In Israel, the demand for meat replacements is poised to experience significant growth in the coming years. According to Statista, the market is expected to increase by 12.4% annually over the next five years, from a current revenue of $20m (€18.54m).
Tnuva, a prominent player in the Israeli food industry, has been actively participating in this category by offering imported hamburger meat substitutes. However, with the establishment of its new R&D Centre for Alternative Protein in Rehovot, the company is now launching its own line of products called the ‘Vegetarian Series’.
The ‘Vegetarian Series’ consists of three plant-based alternatives to chicken, beef, and shawarma. These analogues are crafted from soya protein, comprising soya protein isolate and soya protein concentrate, with each containing approximately 20g of protein per 100g. It is important to note that the product also includes egg protein albumin, hence its ‘vegetarian’ labeling.
Pnina Sverdlov, the head of the R&D and Projects Department of the Tnuva Group, stated, “This is the first alternative chicken and meat products that were developed at Tnuva’s R&D alternative protein center. The products are manufactured at Tnuva’s alternative protein plant-based plant in the north.” She also emphasized Tnuva’s expertise in alternative protein and its understanding of consumer preferences, which guided the development and production of these tailored products for the Israeli market.

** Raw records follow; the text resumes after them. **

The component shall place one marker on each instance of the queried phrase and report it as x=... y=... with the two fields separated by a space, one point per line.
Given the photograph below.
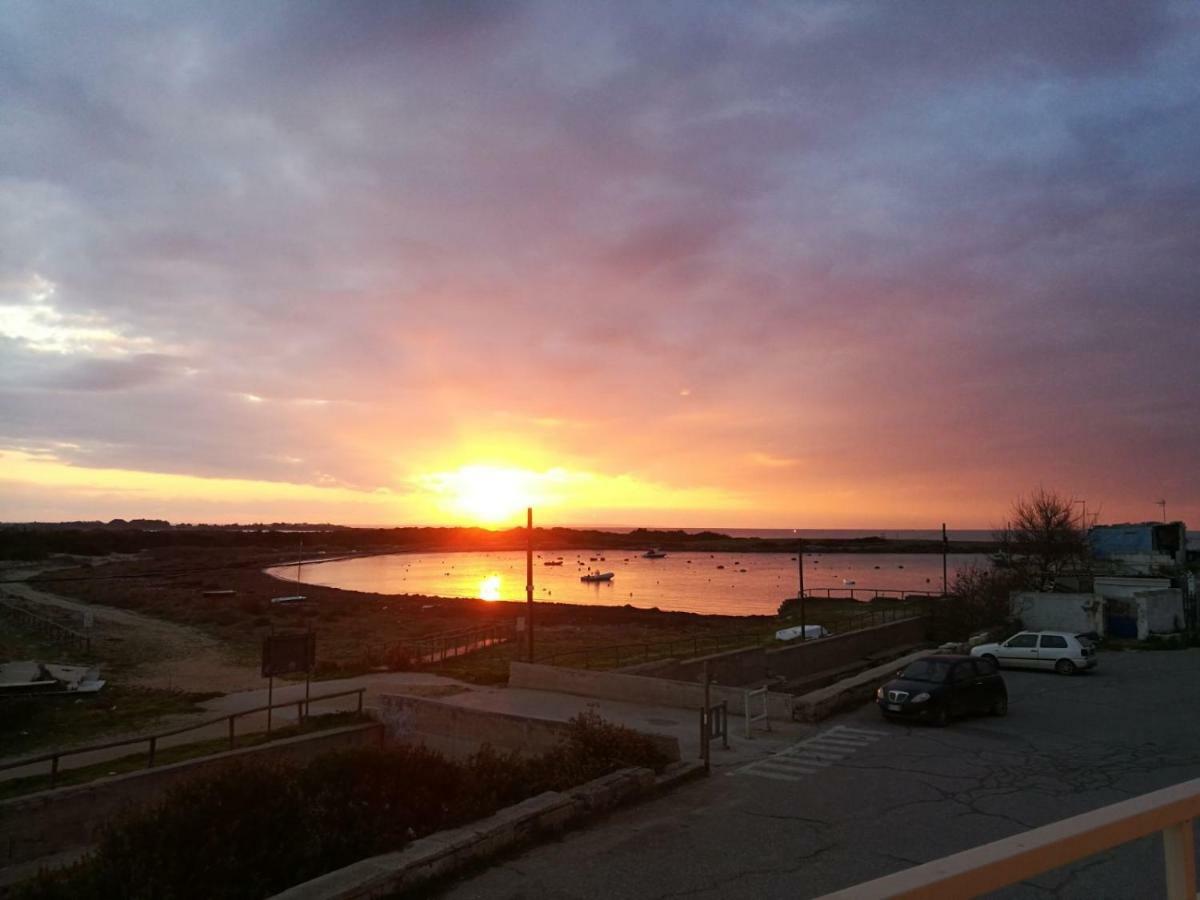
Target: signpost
x=283 y=654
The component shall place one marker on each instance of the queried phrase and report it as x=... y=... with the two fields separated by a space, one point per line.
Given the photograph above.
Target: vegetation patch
x=42 y=721
x=253 y=831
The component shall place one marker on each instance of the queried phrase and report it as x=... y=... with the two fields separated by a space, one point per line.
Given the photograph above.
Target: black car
x=937 y=688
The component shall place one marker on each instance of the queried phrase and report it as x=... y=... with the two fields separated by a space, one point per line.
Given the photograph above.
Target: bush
x=253 y=831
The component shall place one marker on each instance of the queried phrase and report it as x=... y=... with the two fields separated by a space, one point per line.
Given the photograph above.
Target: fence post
x=1179 y=849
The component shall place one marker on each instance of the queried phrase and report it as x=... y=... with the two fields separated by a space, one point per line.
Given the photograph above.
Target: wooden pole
x=945 y=547
x=529 y=580
x=799 y=563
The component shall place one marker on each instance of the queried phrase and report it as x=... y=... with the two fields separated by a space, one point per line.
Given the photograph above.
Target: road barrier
x=151 y=741
x=761 y=717
x=49 y=628
x=982 y=870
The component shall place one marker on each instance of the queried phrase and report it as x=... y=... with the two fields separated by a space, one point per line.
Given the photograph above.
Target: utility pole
x=529 y=579
x=799 y=563
x=946 y=544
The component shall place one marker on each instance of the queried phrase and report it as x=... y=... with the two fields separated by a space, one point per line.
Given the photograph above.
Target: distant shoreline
x=37 y=541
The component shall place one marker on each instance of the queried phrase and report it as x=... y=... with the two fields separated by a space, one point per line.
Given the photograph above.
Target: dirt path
x=160 y=654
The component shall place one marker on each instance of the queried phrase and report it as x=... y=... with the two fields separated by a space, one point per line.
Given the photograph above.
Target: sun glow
x=490 y=588
x=489 y=495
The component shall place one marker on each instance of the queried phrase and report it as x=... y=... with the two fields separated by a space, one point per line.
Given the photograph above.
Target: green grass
x=43 y=721
x=138 y=761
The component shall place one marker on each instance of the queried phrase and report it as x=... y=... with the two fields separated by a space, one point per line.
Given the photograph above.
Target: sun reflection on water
x=490 y=588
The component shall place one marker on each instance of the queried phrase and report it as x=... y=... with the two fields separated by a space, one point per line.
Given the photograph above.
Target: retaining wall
x=637 y=689
x=744 y=666
x=459 y=731
x=1078 y=613
x=1159 y=612
x=826 y=653
x=66 y=817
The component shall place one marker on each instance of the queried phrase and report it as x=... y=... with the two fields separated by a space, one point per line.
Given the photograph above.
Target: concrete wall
x=54 y=821
x=745 y=666
x=637 y=689
x=1078 y=613
x=1117 y=588
x=811 y=657
x=460 y=731
x=1159 y=612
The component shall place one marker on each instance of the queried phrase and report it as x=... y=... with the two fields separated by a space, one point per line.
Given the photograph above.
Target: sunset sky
x=829 y=264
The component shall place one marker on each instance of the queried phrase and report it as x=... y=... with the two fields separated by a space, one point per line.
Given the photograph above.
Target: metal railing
x=628 y=654
x=849 y=593
x=57 y=630
x=301 y=705
x=751 y=718
x=1011 y=861
x=441 y=647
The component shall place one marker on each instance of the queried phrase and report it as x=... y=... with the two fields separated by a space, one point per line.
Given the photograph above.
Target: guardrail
x=756 y=718
x=48 y=627
x=438 y=648
x=647 y=651
x=301 y=706
x=1011 y=861
x=867 y=593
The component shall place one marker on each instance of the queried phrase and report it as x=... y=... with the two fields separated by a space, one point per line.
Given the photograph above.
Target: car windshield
x=927 y=670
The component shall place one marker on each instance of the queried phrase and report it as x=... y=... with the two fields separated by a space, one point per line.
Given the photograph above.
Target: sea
x=713 y=583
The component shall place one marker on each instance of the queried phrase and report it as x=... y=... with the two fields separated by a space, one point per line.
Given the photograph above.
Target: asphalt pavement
x=859 y=797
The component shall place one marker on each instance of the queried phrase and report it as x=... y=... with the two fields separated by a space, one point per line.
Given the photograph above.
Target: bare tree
x=1047 y=535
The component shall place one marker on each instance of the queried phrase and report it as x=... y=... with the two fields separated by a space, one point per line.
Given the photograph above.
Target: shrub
x=252 y=831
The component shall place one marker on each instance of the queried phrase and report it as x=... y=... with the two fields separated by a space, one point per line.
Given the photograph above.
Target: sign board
x=286 y=653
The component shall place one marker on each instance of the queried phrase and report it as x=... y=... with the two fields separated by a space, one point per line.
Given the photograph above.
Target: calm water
x=750 y=583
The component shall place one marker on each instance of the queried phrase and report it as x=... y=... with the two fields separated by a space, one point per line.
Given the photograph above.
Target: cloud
x=917 y=246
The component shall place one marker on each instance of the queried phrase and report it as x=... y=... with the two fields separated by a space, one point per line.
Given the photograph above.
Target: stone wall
x=1078 y=613
x=637 y=689
x=66 y=817
x=826 y=653
x=459 y=731
x=1159 y=612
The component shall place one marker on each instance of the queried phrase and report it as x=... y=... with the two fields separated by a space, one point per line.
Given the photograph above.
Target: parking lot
x=861 y=797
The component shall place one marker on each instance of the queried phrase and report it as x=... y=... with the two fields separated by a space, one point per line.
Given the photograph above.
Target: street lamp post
x=529 y=579
x=799 y=563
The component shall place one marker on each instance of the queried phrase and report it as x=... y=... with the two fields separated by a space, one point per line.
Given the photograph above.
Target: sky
x=696 y=264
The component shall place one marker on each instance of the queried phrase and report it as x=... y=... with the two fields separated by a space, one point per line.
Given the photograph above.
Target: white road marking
x=811 y=755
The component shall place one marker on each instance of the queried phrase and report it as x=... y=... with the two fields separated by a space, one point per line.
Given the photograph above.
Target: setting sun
x=490 y=495
x=490 y=588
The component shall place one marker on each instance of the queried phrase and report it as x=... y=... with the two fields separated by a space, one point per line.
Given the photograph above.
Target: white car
x=1061 y=651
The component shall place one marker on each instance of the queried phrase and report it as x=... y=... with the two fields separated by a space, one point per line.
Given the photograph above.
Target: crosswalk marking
x=811 y=755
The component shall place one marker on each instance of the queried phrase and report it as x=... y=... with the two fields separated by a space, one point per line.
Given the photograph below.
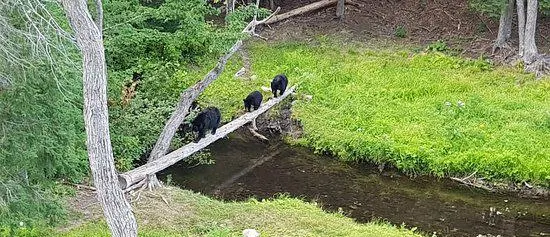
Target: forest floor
x=170 y=211
x=466 y=32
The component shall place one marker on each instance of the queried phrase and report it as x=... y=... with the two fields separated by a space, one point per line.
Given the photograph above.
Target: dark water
x=247 y=168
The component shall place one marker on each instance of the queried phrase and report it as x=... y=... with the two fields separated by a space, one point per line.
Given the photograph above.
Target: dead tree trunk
x=301 y=10
x=340 y=9
x=117 y=210
x=99 y=20
x=505 y=26
x=131 y=179
x=530 y=53
x=521 y=25
x=188 y=96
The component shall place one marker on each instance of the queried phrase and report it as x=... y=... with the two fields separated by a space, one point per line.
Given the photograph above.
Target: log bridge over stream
x=138 y=176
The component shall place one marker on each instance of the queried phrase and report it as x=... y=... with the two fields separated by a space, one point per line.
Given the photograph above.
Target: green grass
x=191 y=214
x=399 y=107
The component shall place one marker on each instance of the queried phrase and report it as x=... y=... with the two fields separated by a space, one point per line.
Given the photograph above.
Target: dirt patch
x=158 y=208
x=423 y=21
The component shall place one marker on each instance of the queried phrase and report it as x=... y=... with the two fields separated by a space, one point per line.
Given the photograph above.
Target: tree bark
x=301 y=10
x=190 y=94
x=135 y=176
x=521 y=25
x=341 y=8
x=99 y=20
x=505 y=26
x=117 y=210
x=530 y=52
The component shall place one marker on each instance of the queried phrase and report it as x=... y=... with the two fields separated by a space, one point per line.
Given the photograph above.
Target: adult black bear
x=279 y=83
x=254 y=99
x=208 y=119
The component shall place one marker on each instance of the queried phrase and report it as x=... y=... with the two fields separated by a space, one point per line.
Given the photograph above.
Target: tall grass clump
x=423 y=113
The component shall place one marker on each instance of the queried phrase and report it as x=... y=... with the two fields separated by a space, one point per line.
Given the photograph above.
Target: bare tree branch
x=190 y=95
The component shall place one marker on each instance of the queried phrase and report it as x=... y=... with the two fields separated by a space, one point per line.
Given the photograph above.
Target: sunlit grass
x=191 y=214
x=402 y=108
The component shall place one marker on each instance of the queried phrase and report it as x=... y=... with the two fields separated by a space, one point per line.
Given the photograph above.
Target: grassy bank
x=191 y=214
x=423 y=113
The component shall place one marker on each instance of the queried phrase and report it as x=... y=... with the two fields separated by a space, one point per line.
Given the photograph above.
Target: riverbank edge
x=289 y=129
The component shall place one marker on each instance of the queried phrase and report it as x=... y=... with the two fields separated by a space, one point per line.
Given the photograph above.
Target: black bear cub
x=208 y=119
x=279 y=83
x=254 y=99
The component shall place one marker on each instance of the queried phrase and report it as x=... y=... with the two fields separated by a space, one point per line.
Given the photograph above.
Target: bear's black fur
x=279 y=83
x=208 y=119
x=254 y=99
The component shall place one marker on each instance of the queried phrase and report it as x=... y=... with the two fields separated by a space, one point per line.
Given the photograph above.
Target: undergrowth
x=423 y=113
x=191 y=214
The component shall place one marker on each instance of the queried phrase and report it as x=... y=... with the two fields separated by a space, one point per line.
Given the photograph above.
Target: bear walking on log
x=254 y=99
x=208 y=119
x=279 y=83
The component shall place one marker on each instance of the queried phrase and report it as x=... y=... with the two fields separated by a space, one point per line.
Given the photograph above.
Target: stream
x=246 y=167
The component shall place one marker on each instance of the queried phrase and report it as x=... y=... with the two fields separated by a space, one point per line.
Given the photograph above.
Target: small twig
x=89 y=205
x=80 y=186
x=473 y=184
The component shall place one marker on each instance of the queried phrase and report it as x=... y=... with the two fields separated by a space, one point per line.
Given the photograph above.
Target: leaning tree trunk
x=521 y=25
x=505 y=26
x=186 y=98
x=340 y=9
x=116 y=209
x=530 y=52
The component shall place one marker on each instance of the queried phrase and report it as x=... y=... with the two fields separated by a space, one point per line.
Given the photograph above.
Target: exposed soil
x=425 y=21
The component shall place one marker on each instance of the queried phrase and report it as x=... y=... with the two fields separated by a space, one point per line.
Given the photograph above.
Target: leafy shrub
x=165 y=42
x=425 y=113
x=438 y=46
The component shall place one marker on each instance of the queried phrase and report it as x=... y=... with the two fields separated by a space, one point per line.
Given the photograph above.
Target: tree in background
x=41 y=127
x=117 y=210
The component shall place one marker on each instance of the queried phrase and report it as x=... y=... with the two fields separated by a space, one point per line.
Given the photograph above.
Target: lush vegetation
x=165 y=41
x=191 y=214
x=421 y=112
x=41 y=126
x=42 y=139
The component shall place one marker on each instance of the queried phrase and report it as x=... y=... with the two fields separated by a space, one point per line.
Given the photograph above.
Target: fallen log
x=300 y=10
x=190 y=94
x=139 y=174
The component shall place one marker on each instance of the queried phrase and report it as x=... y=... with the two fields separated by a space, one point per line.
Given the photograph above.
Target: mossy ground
x=424 y=113
x=192 y=214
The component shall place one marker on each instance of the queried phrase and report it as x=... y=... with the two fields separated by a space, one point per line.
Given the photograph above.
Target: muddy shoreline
x=249 y=168
x=279 y=124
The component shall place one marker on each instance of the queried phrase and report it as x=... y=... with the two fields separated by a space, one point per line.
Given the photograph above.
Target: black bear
x=254 y=99
x=279 y=83
x=208 y=119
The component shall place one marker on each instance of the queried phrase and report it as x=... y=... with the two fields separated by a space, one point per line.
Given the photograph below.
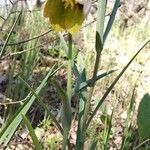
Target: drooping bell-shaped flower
x=65 y=14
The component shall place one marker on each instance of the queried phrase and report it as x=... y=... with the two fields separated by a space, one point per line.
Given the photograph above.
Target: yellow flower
x=64 y=15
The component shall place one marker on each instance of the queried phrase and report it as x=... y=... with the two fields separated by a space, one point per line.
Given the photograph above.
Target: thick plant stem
x=69 y=94
x=88 y=101
x=99 y=48
x=69 y=72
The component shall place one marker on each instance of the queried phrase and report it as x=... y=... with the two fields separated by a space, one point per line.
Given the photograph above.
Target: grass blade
x=32 y=133
x=113 y=84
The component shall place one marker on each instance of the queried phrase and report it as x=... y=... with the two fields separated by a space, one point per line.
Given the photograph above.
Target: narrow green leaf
x=32 y=133
x=13 y=123
x=9 y=35
x=111 y=19
x=113 y=84
x=143 y=118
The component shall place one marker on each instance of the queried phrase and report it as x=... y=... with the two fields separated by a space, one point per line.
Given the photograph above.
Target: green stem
x=69 y=72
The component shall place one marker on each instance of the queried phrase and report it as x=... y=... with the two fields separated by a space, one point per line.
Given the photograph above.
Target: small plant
x=68 y=15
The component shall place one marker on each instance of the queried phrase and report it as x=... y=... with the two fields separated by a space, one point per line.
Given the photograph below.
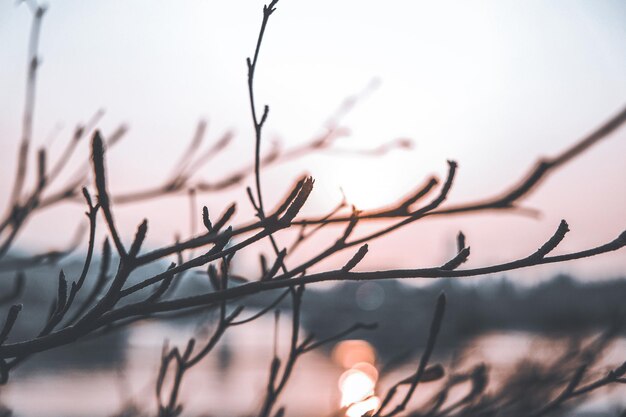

Tnuva is considered a pioneer in the alternative protein field within Israel, with Anat Gross-Shon, CEO of Tnuva’s Dairy Division, highlighting the company’s investment of over NIS 250m (€60m) in R&D and alternative protein production over the past decade. This commitment has allowed Tnuva to thoroughly test, experiment, and evaluate various alternative proteins, innovative ingredients, and advanced technologies at its R&D center.
Sverdlov proudly shared, “In consumer tests, our products scored highly.” She further explained, “As the largest food company in Israel, Tnuva combines in-depth knowledge of Israeli tastes with advanced production and development capabilities, enabling us to create a product with a similar taste and texture to meat.”
Tnuva’s Vegetarian Series will be launched in the first phase and will soon be available in the frozen food sections of supermarkets and other retailers.
Overall, these developments in the food and beverage industry align with several trends such as food manufacturing innovation, food processing technology, food distribution strategies, food and drink industry sustainability, food and drink regulations, food and drink packaging, food and drink marketing, and food and drink consumer trends. This demonstrates Tnuva’s commitment to staying at the forefront of the industry and catering to evolving market demands.